Diante de muitas ameaças, não recuou nem titubeou, mas defendeu seus ideais e pagou o preço de seu fidelíssimo apostolado. Indefeso, sempre dizia: “Quero correr os mesmos perigos que o meu povo corre”. No dia 24 de março de 1980, enquanto celebrava a Santa Eucaristia em meio aos doentes do Hospital da Divina Providência, Dom Oscar foi morto a tiros, fuzilado por um franco-atirador.
Ao elevar o pão, seu corpo foi sacrificado. Quando ofertava o vinho, seu próprio sangue verteu. Foi assassinado por interesses de outrem como o próprio Cristo, sem ser compreendido. E respondendo à pergunta do Senhor, bebeu do mesmo cálice que ele bebeu. Seu corpo estendido no chão foi o sinal máximo da radicalidade e autenticidade de sua fé. Sua morte, o símbolo do testemunho fiel até as últimas consequências à sua causa: o pobre e o sofredor.

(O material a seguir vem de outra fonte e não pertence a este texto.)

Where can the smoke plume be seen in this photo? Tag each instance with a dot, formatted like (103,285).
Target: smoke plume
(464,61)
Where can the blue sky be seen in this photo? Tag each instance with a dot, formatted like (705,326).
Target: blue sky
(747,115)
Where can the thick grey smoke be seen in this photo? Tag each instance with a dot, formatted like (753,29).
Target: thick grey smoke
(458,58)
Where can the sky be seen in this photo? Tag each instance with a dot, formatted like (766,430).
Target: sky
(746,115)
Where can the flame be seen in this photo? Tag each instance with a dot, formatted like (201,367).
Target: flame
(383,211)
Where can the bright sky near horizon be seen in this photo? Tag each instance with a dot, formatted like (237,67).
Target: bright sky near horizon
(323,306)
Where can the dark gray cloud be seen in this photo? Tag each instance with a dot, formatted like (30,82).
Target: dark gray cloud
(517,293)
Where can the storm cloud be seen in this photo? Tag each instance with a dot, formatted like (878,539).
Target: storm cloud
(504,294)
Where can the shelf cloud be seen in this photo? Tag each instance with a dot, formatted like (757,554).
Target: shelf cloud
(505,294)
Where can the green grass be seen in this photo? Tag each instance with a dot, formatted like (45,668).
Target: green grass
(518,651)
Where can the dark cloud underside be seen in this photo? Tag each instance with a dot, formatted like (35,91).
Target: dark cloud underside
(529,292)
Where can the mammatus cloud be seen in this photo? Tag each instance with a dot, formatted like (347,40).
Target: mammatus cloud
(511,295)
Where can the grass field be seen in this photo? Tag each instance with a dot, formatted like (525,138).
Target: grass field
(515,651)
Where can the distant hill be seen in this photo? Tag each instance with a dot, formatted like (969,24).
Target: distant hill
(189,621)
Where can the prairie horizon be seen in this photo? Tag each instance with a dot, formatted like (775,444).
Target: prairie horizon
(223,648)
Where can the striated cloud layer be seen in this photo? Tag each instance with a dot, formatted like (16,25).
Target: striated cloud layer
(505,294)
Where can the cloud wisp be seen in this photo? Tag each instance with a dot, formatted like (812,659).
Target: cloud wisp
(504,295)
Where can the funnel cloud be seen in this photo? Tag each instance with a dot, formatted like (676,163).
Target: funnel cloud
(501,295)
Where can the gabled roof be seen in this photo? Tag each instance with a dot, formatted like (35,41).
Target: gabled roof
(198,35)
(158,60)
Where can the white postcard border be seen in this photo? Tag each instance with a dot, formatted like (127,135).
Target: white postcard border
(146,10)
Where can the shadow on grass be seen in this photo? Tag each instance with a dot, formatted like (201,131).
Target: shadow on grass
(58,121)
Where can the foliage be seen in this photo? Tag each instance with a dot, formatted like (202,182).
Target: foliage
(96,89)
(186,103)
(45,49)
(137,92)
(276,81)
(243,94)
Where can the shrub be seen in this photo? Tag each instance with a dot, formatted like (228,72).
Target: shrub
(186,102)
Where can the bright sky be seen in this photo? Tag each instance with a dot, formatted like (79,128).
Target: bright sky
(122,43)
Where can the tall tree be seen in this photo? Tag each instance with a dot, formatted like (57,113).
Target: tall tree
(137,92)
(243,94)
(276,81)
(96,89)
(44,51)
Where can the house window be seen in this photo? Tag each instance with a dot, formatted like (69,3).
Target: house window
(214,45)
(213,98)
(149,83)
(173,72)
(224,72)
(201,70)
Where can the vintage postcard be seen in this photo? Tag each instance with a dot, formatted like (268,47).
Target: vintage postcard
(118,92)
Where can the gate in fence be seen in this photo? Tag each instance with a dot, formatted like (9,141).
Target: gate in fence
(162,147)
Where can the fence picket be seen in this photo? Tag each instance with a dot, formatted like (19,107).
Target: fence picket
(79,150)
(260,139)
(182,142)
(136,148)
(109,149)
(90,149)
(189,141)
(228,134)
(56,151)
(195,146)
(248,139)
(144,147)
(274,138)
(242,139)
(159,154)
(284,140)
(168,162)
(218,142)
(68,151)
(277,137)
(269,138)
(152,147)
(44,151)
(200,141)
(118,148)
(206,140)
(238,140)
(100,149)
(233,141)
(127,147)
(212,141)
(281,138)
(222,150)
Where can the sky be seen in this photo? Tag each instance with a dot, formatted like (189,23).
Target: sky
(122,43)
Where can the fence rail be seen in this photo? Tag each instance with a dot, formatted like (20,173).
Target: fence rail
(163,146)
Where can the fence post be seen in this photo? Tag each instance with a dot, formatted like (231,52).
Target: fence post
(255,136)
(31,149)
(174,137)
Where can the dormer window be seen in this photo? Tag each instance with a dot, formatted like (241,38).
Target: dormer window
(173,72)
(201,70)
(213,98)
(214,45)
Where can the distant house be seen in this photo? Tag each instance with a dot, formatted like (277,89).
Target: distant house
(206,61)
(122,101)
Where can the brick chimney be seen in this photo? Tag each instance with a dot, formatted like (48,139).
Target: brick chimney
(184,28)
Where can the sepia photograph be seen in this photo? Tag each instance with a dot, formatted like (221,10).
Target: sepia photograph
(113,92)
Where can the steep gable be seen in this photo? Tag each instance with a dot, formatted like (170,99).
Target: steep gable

Hoje, passados 30 anos de seu martírio, Dom Oscar é o símbolo da América que sofre, mas que batalha. De um discipulado exemplar e um testemunho encantador, ficará marcado pela eloquência de seu exemplo na devoção de todos aqueles que lutam pela causa do Reino. Em sua homilia momentos antes de sua morte disse: “Neste cálice o vinho se torna sangue, que foi o preço da salvação. Possa este sacrifício de Cristo nos dar a coragem de oferecer nosso corpo e nosso sangue pela justiça e pela paz do povo”.

Dom Oscar Arnulfo Romero y Gadamez, um santo dos nossos tempos, um daqueles que fizeram a diferença, viverá sempre na memória, e sobretudo, no coração do nosso povo. Como escreveu Dom Pedro Casaldáliga em 1980: “São Romero da América, pastor e mártir nosso, ninguém há de calar tua última Homilia!”

SÃO ROMERO DA AMÉRICA, ROGAI POR NÓS!